We have started solid foods.
I did a lot of research on our options, in large part because I’m very choosy about what I eat, and I wanted to make smart decisions for helping my daughter learn to like real, whole foods. I also wanted to make sure she was getting a balanced diet, learning not only how to eat but how much to eat (that will make more sense in a moment) and other best practices.
(Yeah, I hear all of you been-there-done-that moms laughing. I know you can’t make your kid a healthy eater by will power alone, but I figure it can’t hurt to try, especially in these early months.)
After months of researching, reading, planning and educating ourselves, we ended up just jumping in.* And so far — so good!
We’re following sort of a loose interpretation of Baby Led Weaning (an English phrase that doesn’t make as much sense here in the States, where weaning indicates an end of breastfeeding) although we call it baby solids or first foods. Instead of feeding a lot of Stage 1 purees or packaged products, we’re offering Audrey babyfied versions of the foods we eat.
Here are a few of the resources that I’m following**:
- Baby-Led Weaning
- Wholesome Baby Food
- the http://wholesomebabyfood.momtastic.com/ website is a great place for recipes and tutorials
- Introducing Solid Foods for the Breastfed Baby webinar from Isis Parenting
Early hits include sweet potatoes, broccoli (and broccolini), cheese and scrambled eggs. Avocado and banana are a bit slippery for her to hold onto, even when rolled in cereal or bread crumbs, but I’ll keep trying.

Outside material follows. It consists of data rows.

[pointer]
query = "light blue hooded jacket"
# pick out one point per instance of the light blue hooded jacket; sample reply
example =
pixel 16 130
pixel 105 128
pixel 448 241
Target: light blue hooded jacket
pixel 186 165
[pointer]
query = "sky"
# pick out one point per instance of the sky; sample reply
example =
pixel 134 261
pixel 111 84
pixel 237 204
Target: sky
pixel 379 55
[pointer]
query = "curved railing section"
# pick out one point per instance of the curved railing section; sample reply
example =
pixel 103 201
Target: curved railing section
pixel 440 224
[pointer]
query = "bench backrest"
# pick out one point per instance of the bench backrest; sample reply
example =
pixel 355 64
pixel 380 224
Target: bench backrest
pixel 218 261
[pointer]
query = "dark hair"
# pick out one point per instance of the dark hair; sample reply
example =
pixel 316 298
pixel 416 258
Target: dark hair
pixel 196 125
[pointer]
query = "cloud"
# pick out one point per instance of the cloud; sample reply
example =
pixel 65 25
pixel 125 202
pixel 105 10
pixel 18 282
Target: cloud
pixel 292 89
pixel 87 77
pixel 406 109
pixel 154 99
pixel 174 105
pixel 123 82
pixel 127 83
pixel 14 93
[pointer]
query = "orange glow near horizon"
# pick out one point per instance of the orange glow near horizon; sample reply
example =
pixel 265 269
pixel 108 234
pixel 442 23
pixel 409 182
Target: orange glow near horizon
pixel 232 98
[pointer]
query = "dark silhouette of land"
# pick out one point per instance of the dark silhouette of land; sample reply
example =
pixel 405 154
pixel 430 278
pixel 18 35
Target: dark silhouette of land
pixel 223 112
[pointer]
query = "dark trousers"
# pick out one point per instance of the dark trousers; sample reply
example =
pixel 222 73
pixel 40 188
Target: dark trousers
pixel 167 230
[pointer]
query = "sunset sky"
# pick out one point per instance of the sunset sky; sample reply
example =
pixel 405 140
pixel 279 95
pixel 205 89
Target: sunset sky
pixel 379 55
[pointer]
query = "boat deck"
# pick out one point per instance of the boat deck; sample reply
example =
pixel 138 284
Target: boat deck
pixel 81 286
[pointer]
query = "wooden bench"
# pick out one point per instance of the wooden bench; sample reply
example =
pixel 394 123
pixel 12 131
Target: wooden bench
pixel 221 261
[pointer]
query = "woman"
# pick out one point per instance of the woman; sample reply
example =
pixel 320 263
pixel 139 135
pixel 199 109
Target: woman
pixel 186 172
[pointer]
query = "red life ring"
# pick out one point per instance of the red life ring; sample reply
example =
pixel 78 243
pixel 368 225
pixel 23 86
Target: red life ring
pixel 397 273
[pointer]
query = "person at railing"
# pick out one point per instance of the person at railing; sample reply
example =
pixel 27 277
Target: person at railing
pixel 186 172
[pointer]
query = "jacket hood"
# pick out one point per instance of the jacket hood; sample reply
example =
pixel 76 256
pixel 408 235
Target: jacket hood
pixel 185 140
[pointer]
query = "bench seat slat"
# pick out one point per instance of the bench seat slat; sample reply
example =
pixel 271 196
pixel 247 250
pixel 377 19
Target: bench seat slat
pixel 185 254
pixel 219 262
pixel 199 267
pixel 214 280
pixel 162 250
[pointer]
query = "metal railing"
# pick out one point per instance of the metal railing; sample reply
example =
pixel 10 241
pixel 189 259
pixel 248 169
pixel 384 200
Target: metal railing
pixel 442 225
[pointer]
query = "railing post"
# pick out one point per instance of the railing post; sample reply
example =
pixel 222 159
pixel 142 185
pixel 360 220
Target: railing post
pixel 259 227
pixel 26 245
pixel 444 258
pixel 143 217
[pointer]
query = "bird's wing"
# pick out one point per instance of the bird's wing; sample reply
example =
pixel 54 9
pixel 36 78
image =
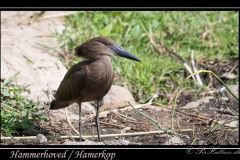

We even gave her a tiny “pizza” that my husband made of some dough, homemade tomato sauce and organic cheese! For now, I just cut everything into long finger shapes and either lightly steam or roast veggies. She kind of gums the food off the skin or squishes it into her fingers and then sticks her fist in her mouth. I’d say about 90% of it falls out, but every meal, she’s getting better at her aim.
Especially in these first months, I’m being very careful about the quality of the food we give her. Little to no salt/sodium (their little bodies don’t process it well), little to no sugar, organic fruits and veggies, whole milk cheese***, etc. I’m also continuing to breastfeed, and make sure she has a full tummy of milk before I offer any foods. For now, I’m not worried about how much she actually eats — she gets all the nutrition she needs from me — I just want to introduce the concept of eating to her.
One of the best parts of baby solids, at least in my opinion, is that Audrey feeds herself. I lay out a lot of options at every meal and she picks what she eats, how much, etc. I don’t encourage “one more bite” or worry if food goes to waste (or in our case, to our dogs). It’s fun to watch her make faces at new tastes and try to maneuver chunks of food into her mouth.
There are a lot of conflicting opinions on how and when to feed babies solid foods (you’d be surprised at how many people gave me the side eye when I refused to start any earlier, and when I told them I was not doing jarred foods or baby cereals) but I’m very confident that this is the right plan for us. Just a week ago, there was a big hubub when even more experts came out and recommended that parents not start solids at 4 months as previously recommended: http://well.blogs.nytimes.com/2013/04/08/advice-shifts-on-feeding-baby/. I know that we’re not necessarily the norm when it comes to how we’re planning to raise Audrey, but I’m extremely concerned with setting her up with healthy habits.
I’d love to answer any questions you have about what we do or why we do it — and I’ll be updating our journey once we have more than, say, four days behind us.
*I’d planned on waiting until Audrey was at least six months old and even then, letting her guide me on when she was ready. But at a week shy of 6 months, she reached into my bowl and grabbed a handful of food — then tried to stuff it in her mouth. Since she’s able to sit up (supported forever, without support for about 10 seconds, but the high chair lets her keep a straight back), seems interested in foods and has control over bringing objects to her mouth, I thought waiting seven more days was a bit arbitrary. See http://kellymom.com/nutrition/starting-solids/solids-when/.
**like with everything, I’m trying to be very flexible and figure out what works for us, especially with the added challenge of getting daycare on board with our plans.
***my next big hurdle is deciding whether or not to offer her cow’s milk to drink after a year — but for cheese, yogurt, etc., I’m fine with her having it.